A soft knock on his door brought him back to the present. “Boss, I might have something for you.” Jack turned and saw Parker, his partner, standing in the door. Parker was a good guy. Been on the job for 5 years, just recently got promoted to the unit. His eagerness was a point of contention with the guys, but Jack liked him. In some ways, it reminded him of himself when he first made Detective, before the world got complicated.
Sitting behind his desk, Jack waved Parker in. “What ya got?” he asked as he Parker sat in the chair in front of him.
“Well, I was doing a bit of digging into our case. I’m not sure if I actually have something or not, but…” Parker stalled on his words as if waiting for permission to continue. Jack waved him to continue. “Ok, so. You know how we have kind of run out of leads. So, I was thinking, what if we have been going about this all wrong?”
Jack leaned forward. “What do you mean? All wrong?”
Parker continued, “What if this whole time we have been looking for a criminal, but we should have been looking for…” Parker paused again, looked around to make sure no one was nearby, then continued. “A cop?”
Jack stared at Parker, unsure as to whether or not the rookie detective was joking or not. “Seriously?” He asked in disbelief. “A cop?
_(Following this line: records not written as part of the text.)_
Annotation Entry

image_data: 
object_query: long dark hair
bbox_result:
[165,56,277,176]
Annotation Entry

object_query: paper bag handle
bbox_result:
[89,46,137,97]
You think a cop has been doing all these murders?” Parker started getting nervous as Jack maintained a very normal tone, afraid that someone might hear what they were talking about.
“Well, um.. yeah.” He finally managed to push out. Jack just stared at him. Parker leaned closer to the desk, trying to keep his voice low. “Think about it boss. Every crime scene is spotless. Every time we think we have a lead, we find ourselves at a dead end. And that doesn’t even include the victims.” He finished, nervously looking around.
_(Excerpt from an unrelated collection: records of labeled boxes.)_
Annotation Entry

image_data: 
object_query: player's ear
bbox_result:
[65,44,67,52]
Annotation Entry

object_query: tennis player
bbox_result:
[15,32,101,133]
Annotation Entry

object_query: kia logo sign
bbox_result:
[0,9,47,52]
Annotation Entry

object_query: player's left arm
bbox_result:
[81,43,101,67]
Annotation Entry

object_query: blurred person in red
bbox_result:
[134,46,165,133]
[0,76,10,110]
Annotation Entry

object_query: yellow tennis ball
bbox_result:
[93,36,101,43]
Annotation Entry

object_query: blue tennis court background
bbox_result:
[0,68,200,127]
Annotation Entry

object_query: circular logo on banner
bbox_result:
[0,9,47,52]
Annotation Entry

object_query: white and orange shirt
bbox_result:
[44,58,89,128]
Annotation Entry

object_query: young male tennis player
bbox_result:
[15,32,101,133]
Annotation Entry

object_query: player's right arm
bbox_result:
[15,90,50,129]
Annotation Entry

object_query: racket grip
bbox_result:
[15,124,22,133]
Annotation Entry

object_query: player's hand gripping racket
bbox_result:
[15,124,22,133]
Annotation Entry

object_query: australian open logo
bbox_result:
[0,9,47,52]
“The victims?” Jack had to admit, to some minor degree his curiosity was peaked. Parker’s argument had merit. Thin as it might be.
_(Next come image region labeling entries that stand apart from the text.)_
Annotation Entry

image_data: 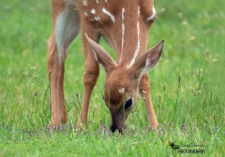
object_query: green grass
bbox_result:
[0,0,225,156]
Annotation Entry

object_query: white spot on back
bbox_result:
[146,6,156,21]
[84,12,88,16]
[102,8,116,23]
[129,6,140,67]
[82,0,88,6]
[91,9,96,14]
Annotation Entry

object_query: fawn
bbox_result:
[48,0,163,133]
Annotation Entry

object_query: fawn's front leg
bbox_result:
[77,30,99,127]
[48,35,67,128]
[139,74,158,129]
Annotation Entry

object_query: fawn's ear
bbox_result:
[85,33,116,73]
[132,40,164,77]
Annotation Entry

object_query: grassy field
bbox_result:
[0,0,225,157]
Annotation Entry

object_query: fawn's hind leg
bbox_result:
[48,0,80,128]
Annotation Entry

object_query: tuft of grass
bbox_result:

Parker placed several files on Jack’s desk, and fanned them out a bit. Photos of the victims were displayed in front of Jack. “Everyone of our victims is somehow connected with illegal activity. Gang members, drug pushers, mob guys. All of them have rap sheets longer than my arm. All of them have been acquitted of their crimes.” Parker let the comments sit in the air while Jack leafed through the files. As the silence settled, Parker finally said, “Maybe we have a cop who thinks he is God. Out there playing judge, jury and executioner.”
Jack looked up at Parker, then leaned back in his chair, putting his hands behind his head and letting out a whistle. “So, you think we have vigilante cop, taking law into his own hands. I got to admit, it has traction.” He paused and looked at Parker. “Who do you think it is?”
Parker sat back down. “That’s the rub boss. Whoever it is knows what he is doing. If he is a cop, he would have to be someone who has been on the force for a while, maybe disenfranchised with how the system is working. I’d say someone with some rank, someone who knows how to read a crime scene, so maybe a detective.” Parker’s words started to slow down as he spoke, almost as if another thought started to come to his mind.
Jack leaned forward, “Go on.”
Parker looked at his boss, then silently sat back in his chair. “You know what, it’s just a spitball idea. I’m just shooting in the wind.”
Jack nodded, but silently, he could hear the familiar patter of rain falling into his bucket again.